Innovative Wellness Systems

Everyone wants to live healthy! Whether it’s going to the gym, clearing your mind, staying engaged on tasks or even trying some yoga, one of our goals as human beings is to maintain a state of well-being. Jordan Taradash, President of Innovative Wellness Solutions (IWS), strongly believes in this idea.

Innovative Wellness Systems
Jordan Taradash, Innovative Wellness Systems Founder

Taradash’s company emphasizes its own framework, called Wellness 4D, in hopes of strengthening one’s physical, mental, emotional and spiritual well-being.

Taradash said the idea for IWS came to him while in graduate school at the University of Pittsburgh, where he studied epidemiology and prevention of chronic diseases like Type 2 diabetes and cardiovascular disease.

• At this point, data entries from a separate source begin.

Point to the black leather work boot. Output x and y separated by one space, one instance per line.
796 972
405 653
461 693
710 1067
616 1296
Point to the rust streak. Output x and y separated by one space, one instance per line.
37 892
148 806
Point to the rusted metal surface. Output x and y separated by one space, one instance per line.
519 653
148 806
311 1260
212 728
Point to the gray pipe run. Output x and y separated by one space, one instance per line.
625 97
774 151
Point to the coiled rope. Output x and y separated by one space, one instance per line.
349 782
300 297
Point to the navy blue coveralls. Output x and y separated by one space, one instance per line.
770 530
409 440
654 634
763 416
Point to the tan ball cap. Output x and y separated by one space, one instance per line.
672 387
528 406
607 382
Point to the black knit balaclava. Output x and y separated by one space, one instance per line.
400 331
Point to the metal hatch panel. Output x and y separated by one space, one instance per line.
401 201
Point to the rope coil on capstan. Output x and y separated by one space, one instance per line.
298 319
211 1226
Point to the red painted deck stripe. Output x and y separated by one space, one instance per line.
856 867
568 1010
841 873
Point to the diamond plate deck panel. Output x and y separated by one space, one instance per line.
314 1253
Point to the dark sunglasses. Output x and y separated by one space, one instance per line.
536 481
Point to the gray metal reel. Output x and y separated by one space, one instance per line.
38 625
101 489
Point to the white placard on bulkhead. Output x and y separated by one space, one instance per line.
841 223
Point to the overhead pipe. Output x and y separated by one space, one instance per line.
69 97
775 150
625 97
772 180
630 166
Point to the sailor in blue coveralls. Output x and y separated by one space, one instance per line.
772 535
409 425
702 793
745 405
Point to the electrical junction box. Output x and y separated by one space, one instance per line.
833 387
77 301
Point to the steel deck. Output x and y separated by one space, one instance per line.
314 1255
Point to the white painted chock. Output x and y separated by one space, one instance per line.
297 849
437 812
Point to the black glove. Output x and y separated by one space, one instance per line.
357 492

“The people I was studying with were some of the folks who developed the Diabetes Prevention Program, which was a landmark clinical trial that showed that behavioral lifestyle intervention effectively prevents Type 2 diabetes,” Taradash said.

“The successful research that was done there proved two things: that the interventions were effective at preventing Type 2 diabetes, but also that the worksite was an effective and efficient place to implement these programs.”

Taradash said his goal was to take a typically public health science and turn it into a financial and business model that could translate to the workplace.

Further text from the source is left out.